Cresta Shopping Centre is a shopping centre in Randburg, South Africa. It is located on the border of Northcliff and Cresta. It has gone through multiple extensions and refurbishments. The mall is owned by Pareto, a unit of the Public Investment Corporation.

The original design of the shopping centre had a model train which would run through the centre of the shopping centre stopping at various places around the inner mall to allow passengers off. The train would then come out one of the entrances and around a loop. Turning the train around inside the centre was done on a giant turntable, which became more popular to watch than the train itself. The train was removed in approximately 1992.

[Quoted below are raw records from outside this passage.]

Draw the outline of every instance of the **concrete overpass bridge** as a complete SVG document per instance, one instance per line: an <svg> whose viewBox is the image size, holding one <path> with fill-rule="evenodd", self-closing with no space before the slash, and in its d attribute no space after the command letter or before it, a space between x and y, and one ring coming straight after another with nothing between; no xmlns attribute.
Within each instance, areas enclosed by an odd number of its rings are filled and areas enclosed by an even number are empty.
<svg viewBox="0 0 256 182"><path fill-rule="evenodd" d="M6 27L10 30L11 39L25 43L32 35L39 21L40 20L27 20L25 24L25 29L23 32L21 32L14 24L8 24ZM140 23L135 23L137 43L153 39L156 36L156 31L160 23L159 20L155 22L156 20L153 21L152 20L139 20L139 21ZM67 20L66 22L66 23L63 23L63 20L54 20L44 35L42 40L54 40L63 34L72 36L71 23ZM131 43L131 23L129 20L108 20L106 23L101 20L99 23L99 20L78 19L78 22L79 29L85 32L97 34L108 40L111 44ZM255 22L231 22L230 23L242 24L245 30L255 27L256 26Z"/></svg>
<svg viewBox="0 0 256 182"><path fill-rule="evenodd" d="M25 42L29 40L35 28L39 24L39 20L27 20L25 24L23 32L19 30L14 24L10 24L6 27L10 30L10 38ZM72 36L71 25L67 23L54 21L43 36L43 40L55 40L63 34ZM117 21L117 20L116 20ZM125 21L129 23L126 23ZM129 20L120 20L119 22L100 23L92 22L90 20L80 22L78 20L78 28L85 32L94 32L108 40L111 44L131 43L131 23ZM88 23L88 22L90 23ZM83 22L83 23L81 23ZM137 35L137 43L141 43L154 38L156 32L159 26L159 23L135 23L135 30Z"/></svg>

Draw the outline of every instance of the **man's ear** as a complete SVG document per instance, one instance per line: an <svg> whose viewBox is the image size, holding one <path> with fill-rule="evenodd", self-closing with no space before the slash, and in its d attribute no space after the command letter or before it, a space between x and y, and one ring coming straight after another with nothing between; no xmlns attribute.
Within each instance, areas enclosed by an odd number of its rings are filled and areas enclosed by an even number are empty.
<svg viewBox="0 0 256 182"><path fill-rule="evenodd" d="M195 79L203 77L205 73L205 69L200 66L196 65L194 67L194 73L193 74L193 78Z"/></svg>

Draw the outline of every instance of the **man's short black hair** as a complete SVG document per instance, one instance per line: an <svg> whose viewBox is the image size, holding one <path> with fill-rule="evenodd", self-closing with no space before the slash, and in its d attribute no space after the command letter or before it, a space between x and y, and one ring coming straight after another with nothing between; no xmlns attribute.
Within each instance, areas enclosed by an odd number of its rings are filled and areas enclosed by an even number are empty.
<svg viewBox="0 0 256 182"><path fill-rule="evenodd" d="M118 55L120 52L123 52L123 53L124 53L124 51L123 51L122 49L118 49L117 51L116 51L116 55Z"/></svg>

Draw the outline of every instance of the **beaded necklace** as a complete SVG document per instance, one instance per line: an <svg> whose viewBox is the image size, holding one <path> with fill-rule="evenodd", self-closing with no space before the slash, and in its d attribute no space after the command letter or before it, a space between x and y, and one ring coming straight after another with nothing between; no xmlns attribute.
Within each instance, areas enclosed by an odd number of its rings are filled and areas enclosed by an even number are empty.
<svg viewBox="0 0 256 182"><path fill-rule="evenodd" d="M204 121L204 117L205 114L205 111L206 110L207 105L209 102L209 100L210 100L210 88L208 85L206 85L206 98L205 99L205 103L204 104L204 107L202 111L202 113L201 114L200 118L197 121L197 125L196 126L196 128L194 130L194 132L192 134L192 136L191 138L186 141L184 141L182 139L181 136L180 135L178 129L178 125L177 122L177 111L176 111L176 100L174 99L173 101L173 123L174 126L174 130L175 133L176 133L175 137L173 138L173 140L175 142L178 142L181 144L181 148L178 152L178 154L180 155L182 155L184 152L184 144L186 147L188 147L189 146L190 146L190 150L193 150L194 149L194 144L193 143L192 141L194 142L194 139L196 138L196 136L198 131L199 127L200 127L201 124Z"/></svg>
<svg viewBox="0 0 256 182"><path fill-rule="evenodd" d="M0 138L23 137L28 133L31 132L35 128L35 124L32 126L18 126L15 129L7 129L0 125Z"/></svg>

Cresta was built in 1977. The first refurbishment finished in 1987 for the tenth anniversary adding the section from present day Showbiz ending just past Edgars. It was during this refurbishment that the train was added with the outside fun park with castle and pirate ship with water cannons. The transformation to family shopping mall is probably the recipe for its success. In 1990 the second refurbishment was completed bridging the road and adding an ice skating rink. The ice skating rink was subsequently changed into a cinema complex. In 2002 more additions were added including a third floor near CNA, an extension and parking lot at Stuttafords where the original Checkers stood, and an extension past the cinemas including a theatre and restaurant complex.

Further remodeling and expansion was announced in 2012 and 2013.